The ability of inflammatory bronchoalveolar leucocyte populations elicited with microbes or mineral dust to injure alveolar epithelial cells and degrade extracellular matrix in vitro.

Inflammatory cells are recruited to the parenchyma of the lung in a range of conditions where they are considered to have the ability to exert damaging effects on elements of the alveolus. The injurious effects of rat bronchoalveolar-derived inflammatory cells on an alveolar Type II epithelial cell line were therefore assessed. Inflammatory populations produced by intratracheal injection of Corynebacterium parvum or quartz caused non-lethal detachment injury to the epithelial cells on co-culture whereas control bronchoalveolar cells had no effect on epithelial cells.
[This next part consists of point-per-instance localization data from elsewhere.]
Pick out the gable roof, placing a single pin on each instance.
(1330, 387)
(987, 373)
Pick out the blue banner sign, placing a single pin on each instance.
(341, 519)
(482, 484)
The pathogenic mineral dusts quartz and chrysotile asbestos caused increased detachment injury when added to co-cultures of epithelial cells and bronchoalveolar leucocyte populations; neither titanium dioxide, a control mineral dust, nor zymosan were active in this respect. Detachment injury was particularly marked when quartz was added to co-cultures of epithelial cells and inflammatory bronchoalveolar cells from quartz treated lung. On the basis of anti-protease and anti-oxidant studies, the detachment injury was found to be mediated by protease alone in the case of quartz cells and protease plus oxidant in the case of C. parvum cells. The two inflammatory bronchoalveolar cell populations were found to have increased proteolytic activity, compared to control bronchoalveolar cells, as shown by increased ability to degrade fibronectin, laminin and denatured collagen. Inflammatory bronchoalveolar cells therefore have the potential to attack elements of the septal extracellular matrix as well as to compromise the integrity of the alveolar epithelium.